Elizabeth Barker, director and chief curator of the Mead Art Museum, writes about the books on her bedside table:

Today, as I mark the beginning of my third year at Amherst, I’ve been reflecting on my good fortune. I work with enviably intelligent colleagues and students and marvelous works of art. And I live in the most spacious accommodations of my adult life. My bedside table—a surface roughly equivalent to that of my entire bedroom in Manhattan—actually holds most of my current reading.

Three stacks punctuate the expanse. Farthest from reach are the volumes I’m savoring: several months of Poetry magazine; James Elkins’s The Object Stares Back, which unpacks the processes of visual perception and thereby complicates our understanding of the ways in which we see art; David Carrier’s Museum Skepticism, a compelling history of public museums with unsettling implications for their future as social institutions; and Caroline Elam’s Roger Fry and the Re-Evaluation of Piero della Francesca, an assessment of the great 20th-century critic’s reclamation of the 15th-century painter as a proto-Modernist by a leading 21st-century thinker. This book might be described as an art historian’s intellectual “turducken,” that semi-mythical delectation of a turkey stuffed with a duck, stuffed with a chicken.
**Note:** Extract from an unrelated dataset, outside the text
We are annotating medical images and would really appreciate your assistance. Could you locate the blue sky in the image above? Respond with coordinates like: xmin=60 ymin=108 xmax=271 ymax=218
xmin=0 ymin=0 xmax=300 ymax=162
In the middle are volumes in limbo, including a handful of books I neither adore nor wish to relinquish (and which it would be tactless to mention here), as well as a book I enjoy but find necessary to read in small doses: Nicholson Baker’s Double Fold: Libraries and the Assault on Paper. Baker describes the systematic destruction of archival newspapers as part of a national trend, initially informed by Cold War military agendas and later spurred by federal funding initiatives, in which a limited number of (often flawed) photographic replicas have come to replace unique original artifacts. Baker’s compelling story of the recent and sometimes total destruction of America’s newspapers makes for infuriating reading, and—learning my lesson after suffering sleepless nights in the early chapters—I’ve limited my intake to daylight hours.
   
Within easiest grasp are the books I’m actively reading. Anchoring the stack is the thousand-page Black Lizard Big Book of Pulps, an anthology of popular crime stories from the 1920s, 1930s and 1940s. Although the action can be too violent for my taste, Dashiell Hammett’s and Raymond Chandler’s tough metaphors can be laugh-out-loud satisfying. Next is Ingo Schulze’s New Lives, a brilliant German novel. Set in East Germany in the years leading up to reunification, it provides a fractured glimpse into the life of Enrico Türmer, a flawed but engaging protagonist. Schulze complicates his epistolary form—in which Türmer subtly alters his description of events in letters to different recipients—by including drafts of the protagonist’s semi-autobiographical novel and inserting bitingly critical editorial footnotes. It must have been as satisfying to write as it is to read.

Lastly, on top of the nearest pile is a paperback I’ve just started, Julian Barnes’s Arthur and George. On the basis of its first 30 pages, I’m happy to recommend it.